Day 37 — Writing the manual while building the plane while flying it.

Developing our Business Continuity Plan

Bob Weishar
3 min readJan 6, 2021
What happens when I spend 2 weeks working on data security.

Winston Churchill said

success consists of going from failure to failure without loss of enthusiasm.

Well…I think being a startup founder is moving from problem to problem without loss of enthusiasm.

Today was a struggle. My problem to solve was “business continuity planning” (a playbook for how we’ll respond to outages and disasters) and I just couldn’t find the enthusiasm. For one, I quickly realized I was out of my league. Two, there are so many things still left to build that managing what happens when something we build breaks just seemed weird.

Nevertheless…I survived and ended up learning a lot about how we manage failure.

Here’s what I accomplished..

Business Continuity Planning

Starting this work today, I had no idea what I was in for. I spent half the day just learning exactly what business continuity planning is and the other half applying what I learned by developing a “playbook” for how we’ll manage outages and disruptions to our key systems.

I found surprisingly few (good) examples online of how companies actually manage this today. There was a plethora of policies, but few tangible playbooks that I could find.

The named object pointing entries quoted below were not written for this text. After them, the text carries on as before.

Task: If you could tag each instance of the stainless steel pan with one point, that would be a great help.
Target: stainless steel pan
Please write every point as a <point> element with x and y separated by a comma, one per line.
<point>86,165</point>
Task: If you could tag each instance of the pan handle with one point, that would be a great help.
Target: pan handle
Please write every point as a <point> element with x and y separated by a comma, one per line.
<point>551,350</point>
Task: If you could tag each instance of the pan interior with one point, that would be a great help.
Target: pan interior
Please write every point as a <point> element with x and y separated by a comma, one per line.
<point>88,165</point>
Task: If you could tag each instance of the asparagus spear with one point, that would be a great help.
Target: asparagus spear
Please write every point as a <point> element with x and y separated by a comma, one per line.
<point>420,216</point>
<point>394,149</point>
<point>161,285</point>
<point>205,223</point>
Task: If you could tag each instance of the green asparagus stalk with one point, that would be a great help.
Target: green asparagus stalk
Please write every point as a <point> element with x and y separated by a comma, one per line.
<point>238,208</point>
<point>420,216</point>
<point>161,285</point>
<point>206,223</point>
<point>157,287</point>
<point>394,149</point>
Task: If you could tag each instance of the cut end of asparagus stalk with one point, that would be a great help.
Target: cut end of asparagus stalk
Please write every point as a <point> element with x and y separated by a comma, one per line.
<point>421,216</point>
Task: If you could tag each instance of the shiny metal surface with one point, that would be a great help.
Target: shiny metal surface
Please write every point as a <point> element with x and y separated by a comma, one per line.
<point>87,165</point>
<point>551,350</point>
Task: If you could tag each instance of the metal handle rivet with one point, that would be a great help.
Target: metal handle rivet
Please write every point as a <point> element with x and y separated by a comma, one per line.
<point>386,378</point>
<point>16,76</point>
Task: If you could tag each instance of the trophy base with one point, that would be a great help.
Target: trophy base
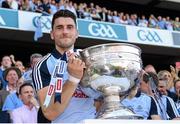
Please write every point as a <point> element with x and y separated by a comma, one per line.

The few examples of business continuity plans I did find were focused on natural disasters impacting work settings, which really isn’t a problem for us since we work remotely. So instead I focused mostly on our 3rd party systems that manage our data and keep our systems running.

Rating the Business Impact

I started by rating all of our key systems. It boiled down to:

  • HIGH PRIORITY (if these stopped working, our app service would be disrupted): AWS
  • MEDIUM PRIORITY (If these stopped working, our app service would be degraded): Apple, Google, and Expo.io
  • LOW PRIORITY (if these services were disrupted, it would be annoying): Slack, Google Workspace, and other internal messaging tools
  • VERY LOW PRIORITY (if these services were disrupted, customers would never know and we’ll manage until we’re back): e.g., Calendly, Analytics tools, etc.

Backups

AWS is by far the most critical system we have. Because we are planning to use a 3rd party vendor like Aptible or Medstack for our technical security, I didn’t worry about this today.

Monitoring

One of the key activities for managing outages is detecting a system outage occurred in the first place. For this, we rely on a bunch of 3rd party systems that all have outage tools available.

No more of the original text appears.